The old pitcher has talked to Calvin Griffith of the Twins. "He tinkered with the idea, but he worried about taking a man off the roster to make room for me." On the other hand, Griffith probably thought about the crowd, too. Wynn says, "I think a lot of people would come out to see an idiot in his 50s trying to pitch. But I'll tell you this. I wouldn't do it if I thought it would turn into a farce. I work out with our club and I know for one game I can whip myself into shape. And not just for one pitch. I'd like to start.

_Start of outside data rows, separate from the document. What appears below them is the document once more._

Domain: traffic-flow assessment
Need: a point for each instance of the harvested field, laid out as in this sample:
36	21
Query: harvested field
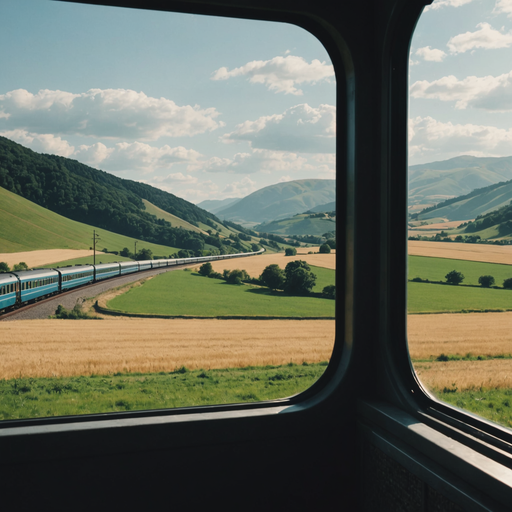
471	252
495	373
38	258
484	334
459	333
255	265
45	348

"There's a twist, too. I saw Williams at an oldtimers' game, and he said if Griffith lets me get away with this he plans to put himself in as a pinch-hitter for the Rangers." Maybe Gus could pitch to Ted?

The only real flaw, alas, is that Wynn would not be the first to play in five decades. Nick Altrock, who worked for years as a clowning coach for the Senators (his boss was Calvin Griffith's uncle, Clark Griffith), beat him to it. Altrock broke into the majors in 1898 and, after starring with the Chicago White Sox, was washed up by 1909. But, coaching for the Senators, he made brief appearances in 17 games, most of them late-season fun affairs, scattered from 1912 through 1933, the last when he was 57.

Admittedly, Altrock's record is a shallow one. And it would be nice to see Wynn's beefy torso and no-nonsense face on the mound again. Bring him back, Calvin. Go get 'em, Gus.